Books and sex nearly ruined for her, she soldiered on. At college she met Nicholas Tomalin, a dashing fellow who was president of the Cambridge Union, the university’s debating society, and co-editor of the student magazine Granta. She began contributing poems to the magazine. They fell in love, married young, had children, and Nicholas embarked on a successful journalism career, bouncing between The Sunday Times and The New Statesman.

He also cheated relentlessly. “Suddenly I found myself living through the most banal of stories, as the neglected wife of a faithless husband,” she writes. He would do things like drop off a beagle puppy in an attempt to make amends (“a gesture so inappropriate to the situation that I didn’t know whether to laugh or rage”) and then disappear to Greece with a girlfriend for four months.

When the author began to have discreet, reciprocal affairs of her own, her husband grew violent. He tried to run one man down with his car. He punched Claire, and sent her to the hospital for stitches in her lip. In 1973, after reuniting with Tomalin following a separation, he was killed while reporting in Israel. A heat-seeking missile, fired by Syrians, hit the car he was driving in along with an Israeli officer and some other journalists. He was 41.

Few things were easy for the author. One of her children, a son named Tom, was born with spina bifida, a defect of the spinal cord. The author’s intense love for him, and his emergence as a vital part of the family, is intensely moving, and a reason by itself to come to this book. Another of the author’s children, a daughter named Susanna, fell almost inexplicably into depression and was a suicide.

I fear I am making this intelligent and humane book sound darker than it is. Tomalin writes with a dry wit about, for example, the sexism she faced when starting her career. She got a job at a publishing house when, after her interview was complete, another man walked into the office and put down a folded piece of paper. Tomalin later learned she had been ranked a 7 out of 10 in terms of her looks; high enough to get the job.

She would abandon publishing because “journalism was tougher and more exciting.” She became literary editor of The New Statesman, with Martin Amis as her deputy. She later became literary editor of The Sunday Times, where Julian Barnes was her deputy. She had an affair with Amis when he was 26 and she 41. Men often flung themselves at her. Saul Bellow told her she had beautiful legs.

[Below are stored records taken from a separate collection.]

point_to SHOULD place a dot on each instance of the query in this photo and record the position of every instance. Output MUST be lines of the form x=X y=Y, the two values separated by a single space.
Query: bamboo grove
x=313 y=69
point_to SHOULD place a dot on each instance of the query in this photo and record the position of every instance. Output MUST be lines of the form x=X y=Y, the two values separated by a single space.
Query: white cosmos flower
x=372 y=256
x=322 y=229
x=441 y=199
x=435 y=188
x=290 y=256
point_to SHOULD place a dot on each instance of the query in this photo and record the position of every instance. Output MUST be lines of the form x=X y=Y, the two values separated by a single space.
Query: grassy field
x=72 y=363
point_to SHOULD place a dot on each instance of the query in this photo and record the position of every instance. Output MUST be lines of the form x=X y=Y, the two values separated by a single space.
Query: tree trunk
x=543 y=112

In Clive James’ satire of the London literary world of the 1970s, a poem titled “Peregrine Prykke’s Pilgrimage,” Tomalin appears as “Clara Tomahawk.” About her editing work, she reports: “Neal Ascherson told me that literary editors are those who prevent their friends from writing books by getting them to review other people’s.”

Tomalin’s first biography, of the English writer and early feminist Mary Wollstonecraft, appeared in 1974. Tomalin knew she had found her métier. She was not able to write full-time, however, until she was in her mid-50s. In 1993 she was remarried, when each was 60, to the playwright and novelist Michael Frayn.

“A Life of My Own” has a formal quality. Occasionally there is the unhappy sense that Tomalin is viewing her own life from too great a distance, as if she were a biographer working through a stranger’s life from file cards. She is a fluid writer but not the sort to go in search of le mot juste. Original ideas and memorable turns of phrase are rare.

Yet there is genuine appeal in watching this indomitable woman continue to chase the next draft of herself. After a while, the pages turn themselves. Tomalin has a biographer’s gift for carefully husbanding her resources, of consistently playing out just enough string. When she needs to, she pulls that string tight.

Publication Notes:

‘A Life of My Own’

By Claire Tomalin

Illustrated. 334 pages. Penguin Press. $27.